Alexander Technique & Yoga Training
March 21 - March 25
Please contact Event Organiser for more information.
WHAT IS THE ALEXANDER TECHNIQUE?
The Alexander Technique is an approach to the study of movement. The Technique focuses on the unconscious, habitual ways in which we use ourselves – our patterns of posture, our movement and our responses to stress and pressure, and teaches us to have conscious control over these aspects of ourselves. Our patterns of posture and movement are part of our unconscious behaviours.
Poor posture, movement habits and unconscious muscular contractions underlie a wide range of dysfunctions such as sciatica, back pain, neck pain, knee pain, muscular and joint pain, migraines and tension headaches, most voice disorders, RSI, and breathing problems including asthma and a wide range of other symptoms. An Alexander Technique teacher can help you become aware of unconscious patterns that cause misuse of yourself, so that you can consciously evaluate them, and bring about favourable changes.

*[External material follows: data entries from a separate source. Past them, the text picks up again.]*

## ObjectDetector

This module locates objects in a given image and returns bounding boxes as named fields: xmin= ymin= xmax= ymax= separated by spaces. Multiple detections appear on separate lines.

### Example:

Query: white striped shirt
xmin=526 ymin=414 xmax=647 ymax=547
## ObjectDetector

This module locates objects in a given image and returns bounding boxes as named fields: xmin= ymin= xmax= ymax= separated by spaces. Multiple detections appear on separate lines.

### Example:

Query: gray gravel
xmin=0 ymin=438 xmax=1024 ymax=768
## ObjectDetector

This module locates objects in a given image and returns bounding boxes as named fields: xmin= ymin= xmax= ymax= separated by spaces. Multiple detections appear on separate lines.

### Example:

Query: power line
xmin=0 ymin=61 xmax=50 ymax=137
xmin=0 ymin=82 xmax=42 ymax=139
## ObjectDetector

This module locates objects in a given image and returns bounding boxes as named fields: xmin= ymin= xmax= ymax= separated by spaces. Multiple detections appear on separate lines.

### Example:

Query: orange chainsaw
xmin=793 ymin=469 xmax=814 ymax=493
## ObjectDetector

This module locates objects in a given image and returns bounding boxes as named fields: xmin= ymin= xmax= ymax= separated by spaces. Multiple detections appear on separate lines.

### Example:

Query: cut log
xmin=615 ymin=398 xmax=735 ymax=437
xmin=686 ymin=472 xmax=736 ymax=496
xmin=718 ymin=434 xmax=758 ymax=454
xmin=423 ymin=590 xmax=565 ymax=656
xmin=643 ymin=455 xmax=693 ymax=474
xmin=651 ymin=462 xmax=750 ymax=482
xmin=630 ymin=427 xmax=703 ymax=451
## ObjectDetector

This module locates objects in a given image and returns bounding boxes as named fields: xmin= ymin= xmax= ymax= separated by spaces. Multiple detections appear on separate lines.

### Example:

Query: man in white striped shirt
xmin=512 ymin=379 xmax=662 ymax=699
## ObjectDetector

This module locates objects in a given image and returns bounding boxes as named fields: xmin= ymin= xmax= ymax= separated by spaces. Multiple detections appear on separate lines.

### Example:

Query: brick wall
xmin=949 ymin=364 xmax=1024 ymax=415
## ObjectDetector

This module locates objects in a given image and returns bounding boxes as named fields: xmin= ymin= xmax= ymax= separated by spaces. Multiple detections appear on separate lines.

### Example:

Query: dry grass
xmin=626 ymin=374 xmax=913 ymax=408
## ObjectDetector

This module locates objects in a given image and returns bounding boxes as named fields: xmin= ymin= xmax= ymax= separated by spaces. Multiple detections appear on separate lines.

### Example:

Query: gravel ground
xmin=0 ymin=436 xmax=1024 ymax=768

Alexander Teachers have at least 1600 hours of practical training in observation of patterns of usage, how the body is used, and in using their hands to help students move out of their patterns of misuse. The experience of being trained often brings about conscious revelations about how our body usage affects our mental or physical condition. This method of conscious guidance was developed in Melbourne over 100 years ago by F. Matthias Alexander, an actor who lost his voice, and is now taught throughout the world.
The Alexander Technique was developed by Frederick Matthias Alexander, an Australian actor whose career was threatened by significant and recurring voice problems. He tried numerous treatments recommended by professionals, but none helped, apart from the advice to give his voice a rest. In an inspired moment, he reasoned that perhaps his voice trouble was caused by something that HE was DOING in the process of projecting his voice. In the late 19th century, this was a completely new way of looking at what seemed to be a purely physical problem. In order to get an objective view of himself, Alexander used mirrors to observe himself as he spoke and projected his voice. Over a period of time, he began to see that in the act of using his voice, he unconsciously ‘misused’ himself by tensing and dis-coordinating his whole body, thus exerting pressure on his vocal system. This was the beginning of a period of self-study that would result in the realisation that the solution to his voice issues, and other breathing problems that he had endured since childhood, was to re-establish the efficient coordination of his whole system. The mastery of his own coordination was apparent in his improved vocal performance, breathing, posture and movement.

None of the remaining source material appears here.